Upon the motions for summary judgment filed by Batson-Cook and Stevens, the magistrate judge entered judgment in favor of the defendants on all claims. Applying North Carolina law, the magistrate judge ruled that a six-year statute of repose barred Sugar Top's claims based on the original design and construction of the condominiums. See N.C. Gen.Stat. § 1-50(5) (a) (Supp.1995). Regarding Sugar Top's claim of negligent repair against Batson-Cook, the magistrate judge concluded that the parties' "tolling agreement" (J.A. at 253), combined with Sugar Top's approval of the repairs, constituted an accord and satisfaction in settlement of that claim, see Bromhal v. Stott, 447 S.E.2d 481, 484 (N.C.Ct.App.) (observing that an accord and satisfaction, like a compromise and settlement, is a method of discharging a cause of action by an "agreement between the parties concerning payment or acceptance of less than the full amount owed"), disc. rev. denied, 454 S.E.2d 246 (N.C.1994). In addition, the magistrate judge found that Sugar Top's own expert witness opined that Batson-Cook's repairs were proper. Finally, with respect to Sugar Top's claim that Stevens was negligent in failing to design a proper repair of the balconies, the magistrate judge found that Stevens's professional services ended upon its execution of the certificate of substantial completion and that Sugar Top "has presented no evidence that Stevens has performed any act or committed any omission through professional design or other services" since that time. (J.A. at 255.) Sugar Top appeals these rulings. See 28 U.S.C.A. § 636(c) (3).

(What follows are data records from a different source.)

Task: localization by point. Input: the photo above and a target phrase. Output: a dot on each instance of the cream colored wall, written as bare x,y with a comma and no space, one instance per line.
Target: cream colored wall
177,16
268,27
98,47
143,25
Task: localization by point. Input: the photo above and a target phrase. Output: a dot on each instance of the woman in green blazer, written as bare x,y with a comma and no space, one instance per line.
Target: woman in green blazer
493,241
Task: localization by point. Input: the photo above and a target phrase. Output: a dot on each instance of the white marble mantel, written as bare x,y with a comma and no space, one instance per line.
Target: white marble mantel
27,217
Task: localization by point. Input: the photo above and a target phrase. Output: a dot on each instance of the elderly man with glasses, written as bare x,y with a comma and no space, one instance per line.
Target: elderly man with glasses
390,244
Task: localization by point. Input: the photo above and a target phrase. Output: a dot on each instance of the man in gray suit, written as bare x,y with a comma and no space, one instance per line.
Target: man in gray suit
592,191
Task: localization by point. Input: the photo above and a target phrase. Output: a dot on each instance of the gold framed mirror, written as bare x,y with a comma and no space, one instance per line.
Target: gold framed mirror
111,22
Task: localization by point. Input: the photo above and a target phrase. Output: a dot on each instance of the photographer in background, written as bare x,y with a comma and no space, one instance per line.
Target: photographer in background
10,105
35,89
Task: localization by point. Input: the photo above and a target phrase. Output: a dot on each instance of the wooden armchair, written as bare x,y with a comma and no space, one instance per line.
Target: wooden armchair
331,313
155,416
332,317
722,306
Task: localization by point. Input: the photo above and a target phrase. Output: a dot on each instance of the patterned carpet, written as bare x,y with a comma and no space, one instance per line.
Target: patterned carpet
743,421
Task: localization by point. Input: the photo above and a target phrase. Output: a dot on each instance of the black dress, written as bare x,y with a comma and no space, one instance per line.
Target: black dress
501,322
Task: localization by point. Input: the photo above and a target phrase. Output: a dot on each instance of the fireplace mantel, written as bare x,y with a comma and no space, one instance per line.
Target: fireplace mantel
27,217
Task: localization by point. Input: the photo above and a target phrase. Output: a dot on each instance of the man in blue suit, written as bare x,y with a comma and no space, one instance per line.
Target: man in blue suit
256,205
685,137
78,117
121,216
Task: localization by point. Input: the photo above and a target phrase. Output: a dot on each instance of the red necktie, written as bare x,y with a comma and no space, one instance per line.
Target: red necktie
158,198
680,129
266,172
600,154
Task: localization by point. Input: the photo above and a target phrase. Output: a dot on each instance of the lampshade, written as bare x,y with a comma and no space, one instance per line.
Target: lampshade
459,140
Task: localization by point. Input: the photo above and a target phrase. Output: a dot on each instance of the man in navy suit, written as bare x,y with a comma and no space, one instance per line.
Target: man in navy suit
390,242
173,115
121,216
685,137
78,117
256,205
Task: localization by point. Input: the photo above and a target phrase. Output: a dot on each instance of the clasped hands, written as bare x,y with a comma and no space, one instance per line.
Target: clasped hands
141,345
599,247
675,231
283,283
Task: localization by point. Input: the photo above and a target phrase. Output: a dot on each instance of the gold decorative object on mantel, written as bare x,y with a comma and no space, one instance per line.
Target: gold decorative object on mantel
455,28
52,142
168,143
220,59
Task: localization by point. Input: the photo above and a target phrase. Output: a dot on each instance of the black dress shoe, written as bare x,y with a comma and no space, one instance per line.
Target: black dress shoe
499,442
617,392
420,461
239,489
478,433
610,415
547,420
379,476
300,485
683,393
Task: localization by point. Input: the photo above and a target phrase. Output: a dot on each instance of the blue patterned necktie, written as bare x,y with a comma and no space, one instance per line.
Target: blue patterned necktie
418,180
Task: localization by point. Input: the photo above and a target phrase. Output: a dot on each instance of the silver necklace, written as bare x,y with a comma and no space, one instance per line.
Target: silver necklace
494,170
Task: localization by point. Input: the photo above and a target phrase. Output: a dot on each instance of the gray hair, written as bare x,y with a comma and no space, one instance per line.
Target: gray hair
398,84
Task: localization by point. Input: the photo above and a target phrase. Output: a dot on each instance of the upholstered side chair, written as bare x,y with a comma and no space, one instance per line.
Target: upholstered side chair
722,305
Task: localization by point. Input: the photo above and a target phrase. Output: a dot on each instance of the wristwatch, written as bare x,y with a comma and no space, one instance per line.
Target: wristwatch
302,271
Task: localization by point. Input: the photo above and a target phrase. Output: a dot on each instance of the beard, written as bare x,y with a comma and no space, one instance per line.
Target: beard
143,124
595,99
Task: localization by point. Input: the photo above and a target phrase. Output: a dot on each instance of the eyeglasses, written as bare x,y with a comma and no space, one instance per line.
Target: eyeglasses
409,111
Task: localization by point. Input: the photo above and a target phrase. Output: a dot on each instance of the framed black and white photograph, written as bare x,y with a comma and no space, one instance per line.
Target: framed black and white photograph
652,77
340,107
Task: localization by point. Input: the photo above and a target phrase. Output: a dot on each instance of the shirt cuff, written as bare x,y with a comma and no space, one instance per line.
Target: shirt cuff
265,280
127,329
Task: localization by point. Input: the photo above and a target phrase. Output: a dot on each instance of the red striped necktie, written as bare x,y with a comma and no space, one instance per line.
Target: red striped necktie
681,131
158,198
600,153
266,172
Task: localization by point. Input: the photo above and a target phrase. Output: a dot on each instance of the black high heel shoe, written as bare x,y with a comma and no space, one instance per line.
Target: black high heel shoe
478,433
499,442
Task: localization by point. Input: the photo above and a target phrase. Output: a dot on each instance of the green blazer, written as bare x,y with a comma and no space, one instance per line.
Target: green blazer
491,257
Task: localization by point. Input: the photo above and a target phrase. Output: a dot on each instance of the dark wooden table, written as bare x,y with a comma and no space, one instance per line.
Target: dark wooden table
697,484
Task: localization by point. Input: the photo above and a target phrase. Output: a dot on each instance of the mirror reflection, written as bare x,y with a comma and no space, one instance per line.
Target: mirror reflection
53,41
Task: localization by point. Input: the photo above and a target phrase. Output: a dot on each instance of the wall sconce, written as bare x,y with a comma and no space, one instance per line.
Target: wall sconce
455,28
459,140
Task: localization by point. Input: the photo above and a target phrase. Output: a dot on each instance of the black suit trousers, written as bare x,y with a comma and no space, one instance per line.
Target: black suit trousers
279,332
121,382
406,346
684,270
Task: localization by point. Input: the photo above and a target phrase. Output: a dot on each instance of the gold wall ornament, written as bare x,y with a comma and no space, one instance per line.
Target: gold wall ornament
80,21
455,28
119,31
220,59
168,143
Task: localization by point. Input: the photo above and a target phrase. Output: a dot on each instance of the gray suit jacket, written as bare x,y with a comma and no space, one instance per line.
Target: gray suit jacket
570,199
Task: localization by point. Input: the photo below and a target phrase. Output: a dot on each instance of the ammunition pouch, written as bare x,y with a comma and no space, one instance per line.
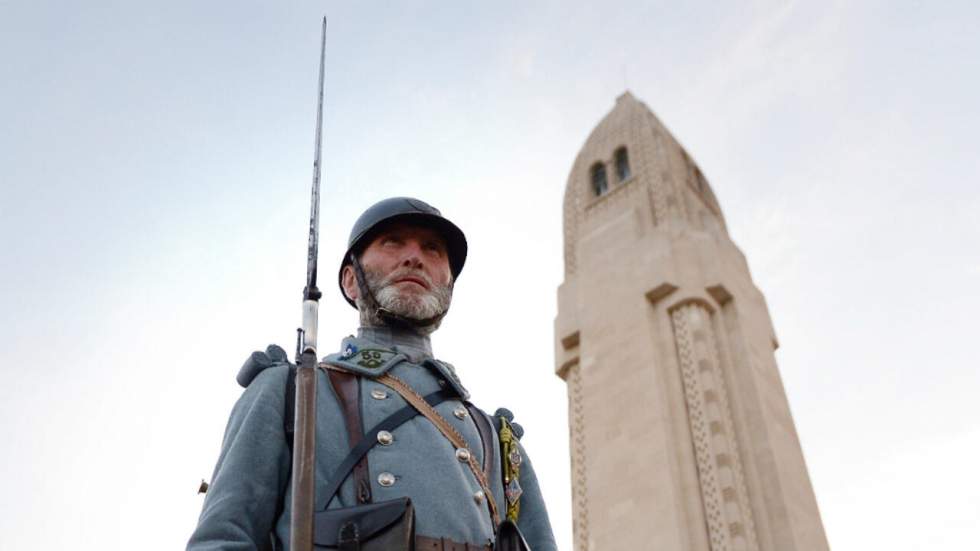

We have carefully considered the briefs and oral arguments of the parties, as well as the record on appeal and applicable law. Sugar Top has failed to persuade us that its claims arising out of the original design and construction are still viable in view of the six-year statute of repose. Sugar Top, moreover, has not demonstrated that Stevens either agreed--or had a continuing duty--to inspect and correct its design specifications after the termination of its professional services. See Clouse v. Gordon, 445 S.E.2d 428, 433 (N.C.Ct.App.1994) (" [T]he law is such that 'mere inaction does not constitute negligence in the absence of a duty to act.' ") (quoting 65 C.J.S. Negligence § 18). Turning to the claim against Batson-Cook, we find that although it owed Sugar Top the duty to exercise ordinary care in the performance of the repairs that it undertook, see Abner Corp. v. City Roofing & Sheetmetal Co., 326 S.E.2d 632, 633 (N.C.Ct.App.1985), Batson-Cook fulfilled that duty. The engineering firm retained by Sugar Top reported that Batson-Cook's repairs were proper, and the firm's materials engineer further testified that those repairs conformed to Stevens's design specifications, thus insulating Batson-Cook from liability. See Burke County Pub. Sch. Bd. of Educ. v. Juno Constr. Corp., 273 S.E.2d 504, 506-07 (N.C.Ct.App.1981) (holding that general contractor is not liable for construction defects so long as it complied with the plans and specifications of the architect retained by the owner). To the extent that Sugar Top contends that Batson-Cook was negligent in restoring the balconies to their original condition, Sugar Top's claims arise out of the original design and construction, and thus they are time-barred. For these reasons, we find no reversible error in the magistrate judge's memorandum of decision and accordingly affirm.